The main drawback here is that in an HTML scenario, this still renders as a single line.

I think I'm starting to understand where our thinking differs: you seem to think about the end of the formatting pipeline, which is rendering, whereas my intent was to define the behavior of the bindings. Think Localization.formatValue in fluent-dom. The environment still controls the rendering which is totally fine in my book.

Then, there's parsing—do I understand correctly that we both agree to preserve as much of the message layout in the AST as possible?

I think that we should use semantic comments instead, and signal the white-space significance from the developer to the localization tool, with project-wide defaults at some point.

I agree that we semantic comments will be very helpful here. We'll need them anyways to make tools and ultimately localizers aware that a given translation may or may not use custom HTML. It's not only about whitespace normalization: depending on whether the message is used in HTML or through raw JS, a custom <em/> might be OK or not.

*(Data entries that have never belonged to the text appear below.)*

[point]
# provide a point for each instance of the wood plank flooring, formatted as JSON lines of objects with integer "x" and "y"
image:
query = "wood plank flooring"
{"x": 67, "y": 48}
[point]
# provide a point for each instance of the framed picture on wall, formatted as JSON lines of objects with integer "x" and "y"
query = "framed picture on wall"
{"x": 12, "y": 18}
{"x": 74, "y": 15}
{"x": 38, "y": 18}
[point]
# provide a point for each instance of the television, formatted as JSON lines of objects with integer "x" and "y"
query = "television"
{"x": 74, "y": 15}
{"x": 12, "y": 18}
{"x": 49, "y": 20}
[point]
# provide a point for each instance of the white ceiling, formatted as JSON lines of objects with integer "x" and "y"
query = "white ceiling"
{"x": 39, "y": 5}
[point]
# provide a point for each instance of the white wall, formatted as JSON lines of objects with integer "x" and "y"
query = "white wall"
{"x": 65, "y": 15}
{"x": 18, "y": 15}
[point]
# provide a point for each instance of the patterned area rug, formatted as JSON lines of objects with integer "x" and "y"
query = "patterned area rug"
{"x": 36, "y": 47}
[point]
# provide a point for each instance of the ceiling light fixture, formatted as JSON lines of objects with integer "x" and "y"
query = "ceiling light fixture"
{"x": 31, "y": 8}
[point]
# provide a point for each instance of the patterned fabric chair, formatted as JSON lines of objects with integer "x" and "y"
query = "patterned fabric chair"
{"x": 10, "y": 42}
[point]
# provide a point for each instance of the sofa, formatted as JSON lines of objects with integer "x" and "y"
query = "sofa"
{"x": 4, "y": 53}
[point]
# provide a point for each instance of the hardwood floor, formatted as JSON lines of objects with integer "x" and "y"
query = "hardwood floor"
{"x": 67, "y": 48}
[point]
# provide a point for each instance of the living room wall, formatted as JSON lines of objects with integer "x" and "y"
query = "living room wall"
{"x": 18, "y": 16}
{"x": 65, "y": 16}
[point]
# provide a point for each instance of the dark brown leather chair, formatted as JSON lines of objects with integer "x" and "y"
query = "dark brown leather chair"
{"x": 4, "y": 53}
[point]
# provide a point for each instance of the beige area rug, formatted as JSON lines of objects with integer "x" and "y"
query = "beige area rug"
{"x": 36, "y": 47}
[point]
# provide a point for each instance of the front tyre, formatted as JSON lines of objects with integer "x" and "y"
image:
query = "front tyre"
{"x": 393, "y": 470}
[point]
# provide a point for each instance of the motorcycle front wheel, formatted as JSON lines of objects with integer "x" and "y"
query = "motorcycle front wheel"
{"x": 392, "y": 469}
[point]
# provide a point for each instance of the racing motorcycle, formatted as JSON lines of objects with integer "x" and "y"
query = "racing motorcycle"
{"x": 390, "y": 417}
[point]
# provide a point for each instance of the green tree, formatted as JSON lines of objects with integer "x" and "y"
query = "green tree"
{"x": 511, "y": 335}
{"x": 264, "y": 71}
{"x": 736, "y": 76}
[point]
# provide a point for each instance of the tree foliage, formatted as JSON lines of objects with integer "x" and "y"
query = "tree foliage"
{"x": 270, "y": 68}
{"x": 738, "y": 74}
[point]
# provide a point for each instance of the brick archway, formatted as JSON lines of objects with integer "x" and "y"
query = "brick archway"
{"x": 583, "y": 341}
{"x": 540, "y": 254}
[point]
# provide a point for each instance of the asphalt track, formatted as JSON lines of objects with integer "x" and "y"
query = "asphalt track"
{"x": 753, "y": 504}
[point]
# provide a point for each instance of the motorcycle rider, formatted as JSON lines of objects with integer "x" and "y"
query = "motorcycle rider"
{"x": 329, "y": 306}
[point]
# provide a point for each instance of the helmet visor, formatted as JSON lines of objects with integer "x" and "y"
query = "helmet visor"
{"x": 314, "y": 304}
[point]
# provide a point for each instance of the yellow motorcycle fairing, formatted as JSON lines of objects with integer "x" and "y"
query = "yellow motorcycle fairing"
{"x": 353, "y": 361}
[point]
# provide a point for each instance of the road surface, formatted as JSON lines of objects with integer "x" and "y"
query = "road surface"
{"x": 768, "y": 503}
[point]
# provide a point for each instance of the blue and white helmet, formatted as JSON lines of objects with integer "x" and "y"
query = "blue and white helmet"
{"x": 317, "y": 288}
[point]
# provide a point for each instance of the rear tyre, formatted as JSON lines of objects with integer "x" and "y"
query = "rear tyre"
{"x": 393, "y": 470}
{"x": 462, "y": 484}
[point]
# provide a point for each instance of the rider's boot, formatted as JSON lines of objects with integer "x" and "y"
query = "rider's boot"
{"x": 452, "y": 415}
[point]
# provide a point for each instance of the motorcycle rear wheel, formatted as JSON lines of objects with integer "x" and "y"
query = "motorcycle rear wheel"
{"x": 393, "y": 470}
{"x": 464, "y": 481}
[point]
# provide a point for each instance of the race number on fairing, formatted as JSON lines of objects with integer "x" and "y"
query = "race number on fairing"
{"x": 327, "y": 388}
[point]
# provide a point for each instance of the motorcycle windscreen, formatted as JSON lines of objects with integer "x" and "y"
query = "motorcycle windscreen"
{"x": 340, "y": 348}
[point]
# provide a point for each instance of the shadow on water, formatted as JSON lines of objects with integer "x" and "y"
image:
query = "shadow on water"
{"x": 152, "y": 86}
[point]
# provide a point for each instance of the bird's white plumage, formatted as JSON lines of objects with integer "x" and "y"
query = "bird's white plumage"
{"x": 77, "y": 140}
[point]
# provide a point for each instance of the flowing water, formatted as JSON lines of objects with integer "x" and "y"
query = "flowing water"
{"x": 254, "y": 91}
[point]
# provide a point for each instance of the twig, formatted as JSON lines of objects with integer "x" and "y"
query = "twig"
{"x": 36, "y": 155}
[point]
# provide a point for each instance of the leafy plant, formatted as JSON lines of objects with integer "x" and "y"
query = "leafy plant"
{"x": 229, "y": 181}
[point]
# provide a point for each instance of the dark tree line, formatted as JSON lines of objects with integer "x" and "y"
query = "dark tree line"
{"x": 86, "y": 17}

I think I've had enough time to digest the feedback. My goal is to design something robust, modular and extensible. Thus, I propose a new plan:

For instance, a hypothetical fluent-cli bindings module for translating CLI apps could use the fluent-normalize-markdown module to normalize all translations. Files used by fluent-cli should have a @format markdown semantic comment (resource-wide) to let tools know what kind of formatting is going to be performed on the translations.

In another example (I'm not saying we should do this; it's just an example), fluent-dom could run formatValue through a fluent-normalize-singleline module. Messages formatted imperatively from the JS code would then have their contents normalized to a single line, regardless of how many line breaks they had in the Fluent file. These messages would need to have a @format singleline semantic comment attached to them, or to their group or resource.

This approach leaves the normalization up to the consumers by sticking to the principle of the least power. By storing the newlines in the AST, we allow the consumers to dicide if they want to handle them in any particular manner. At the same time, this proposal emphasizes the importance of semantic comments (#139). Develoeprs and tool authors will need to rely on them anyways to convey information about the target environment in which translations will be displayed. The environment may define not only its own whitespace normalization, but also which features are even allowed in translations.

stasm commented 6 years ago

I think I'm starting to understand where our thinking differs: you seem to think about the end of the formatting pipeline, which is rendering, whereas my intent was to define the behavior of the bindings.

A note to future self: this was an important realization, as it made me understand that in neither case does the multiline normalization belong to the low-level formatting, i.e. MessageContext.format.

stasm commented 6 years ago

Closing this as WONTFIX as per my above comments.